Tag Archives: honours

Annual report time

Photograph of Helen Keller: Radcliffe College. Copyright expired.

Photograph of Helen Keller: Radcliffe College. Copyright expired.

Annual report time is perilously close for many Australian post-graduate students. If you are one of them, I hope that you are well-prepared and have not been delaying submitting your report. If you have been proceeding well, and are not behind schedule with your research and write-up, you have probably submitted your report well ahead of the deadline.

The reports are usually only daunting when you have not been forthright in discussing your progress with your supervisor(s), and procrastination is unlikely to provide much relief because (unlike the actual thesis submission date), progress reports tend to have a firm, fixed deadline. If you do not submit your progress report you will certainly not be allowed to re-enroll next year.

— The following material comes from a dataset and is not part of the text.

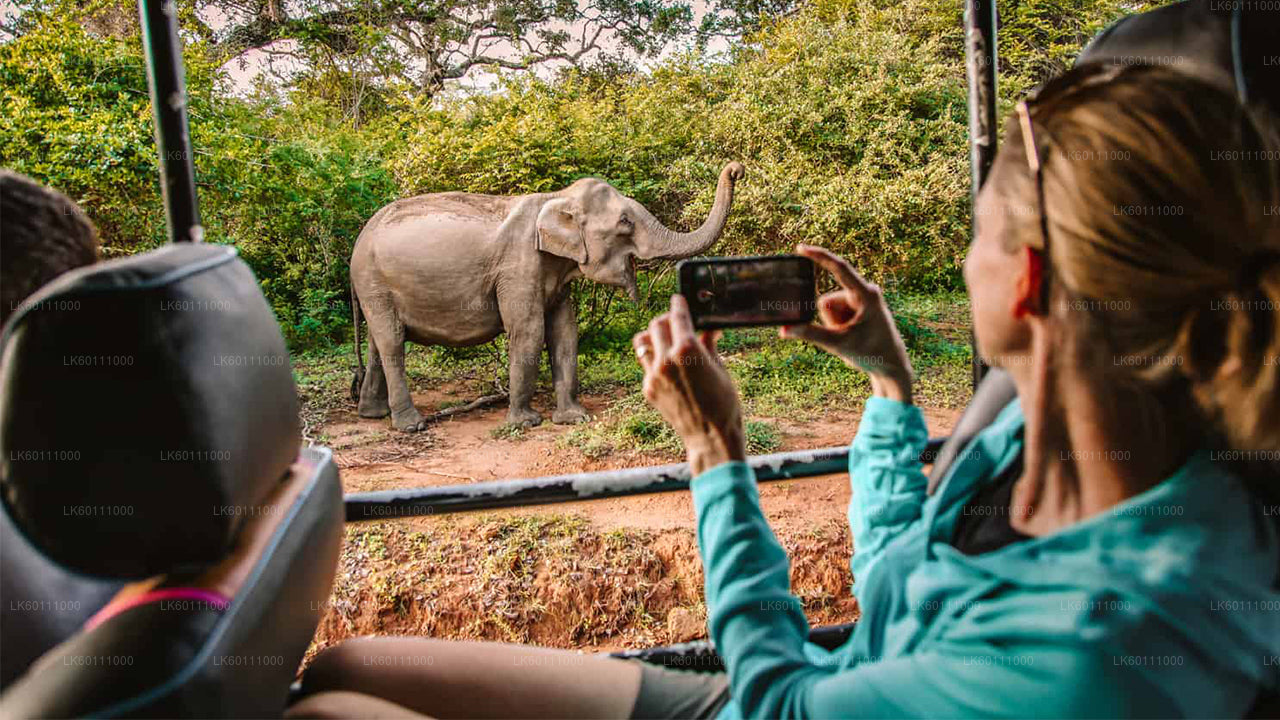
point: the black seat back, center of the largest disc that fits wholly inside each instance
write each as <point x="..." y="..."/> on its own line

If you have been trying to put the report out of your mind, my advice is simple. Don’t. If you rarely discuss your progress with your supervisor, you might be apprehensive about broaching the topic of your annual report. However, it is worth remembering that your supervisor is almost certainly your best ally in the event that you have had problems and are behind schedule. Talking to your supervisor about things that might have slowed your progress might seem a little like being sent to see the principal at school, but there is little to be lost, and everything to gain by being open with them. The bottom line is, “Do you think your supervisor wants you to continue?” If the answer is “yes”, then even if you get chewed-out for being tardy and behind schedule, they are likely to help you draft your report so that it puts such progress as you have made in the best possible light. Furthermore, if you think your supervisor is of the belief that you should not continue your studies, then it is better that you know early than discover the unpleasant news on the deadline for submission of the report.

Contributors: Mark R. Diamond

The purpose of The Minnow

Cyprinidon variegatus, the Sheepshead minnow. Masthead picture for the name of the original blog where Minnow entries appeared. Picture: US National Oceanic and Atmospheric Administration

Cyprinidon variegatus, the Sheepshead minnow. Masthead picture for the original blog where Minnow entries appeared. Picture: US National Oceanic and Atmospheric Administration

Simply stated, the purpose of The Minnow (the name under which this section of the blog was originally published) is to offer practical advice and encouragement aimed at helping doctoral students to complete their theses. But that doesn’t really explain why anyone would create such a publication. The explanation lies in my own experience in completing a PhD, and in the experience of watching others complete theirs.

When I started my PhD, I intended to complete it in what would literally be record time. The rules of my university required that one be enrolled for a minimum of three years before being eligible for the degree, but I intended to complete mine in two and a half years and apply for an exemption from the strict requirements. Six years later, with only half a chapter written, I applied for a one year suspension of candidature with the aim of finally killing the beast which refused to die.

During the total seven years of my candidature, my motivation went from middle level (before I had decided on a thesis topic), to high (when the topic was decided and my proposal had been approved), to something approximating zero as the years dragged on. Distractions were one problem; difficulty in seeing any progress, whether or not I had actually made any, was another; a lack of structure was a third. A serious dislike of poverty, grunge and grind even managed to provide a fourth problem, rather than motivating me to hand my thesis in more quickly. There are numerous additional devils that beset any aspiring PhD. Perfectionism, self-criticism, procrastination, money, depression, boredom, a sense of futility about one’s work, writer’s block, writer’s block, and more writer’s block, are probably just a few of them.

It is now two years since I completed my PhD, and I recently discovered two things. First, that a friend of mine was actually being paid money (real money), by a university, no less, to help people who were struggling with their theses as I had struggled with mine. Second, I discovered blogging. Some people obviously discovered blogging years ago; but years ago I had my head buried in a PhD and “blogging” was not a word that appeared in the technical vocabulary of my thesis area. Anyhow, it was those two things, blogging and the discovery that even some universities recognized the difficulties their students had in completing what they had started, that set me to thinking that a regular motivational and advice column might made the apparently interminable PhD struggle a little less hard.

So here it is. The Minnow. One of three publications of [a now defunct publication at Blogspot]. I hope that there will soon be other contributors to The Minnow, as well as to its sister publications, but for the time being, I will be the writer. My intention is to make frequent postings, but not to a fixed and rigid schedule. I will probably post about once every week.

Once I’ve figured out more about how blogging works, I shall enable comments, feedback, and a means of allowing readers both to make suggestions about future content and to ask for advice.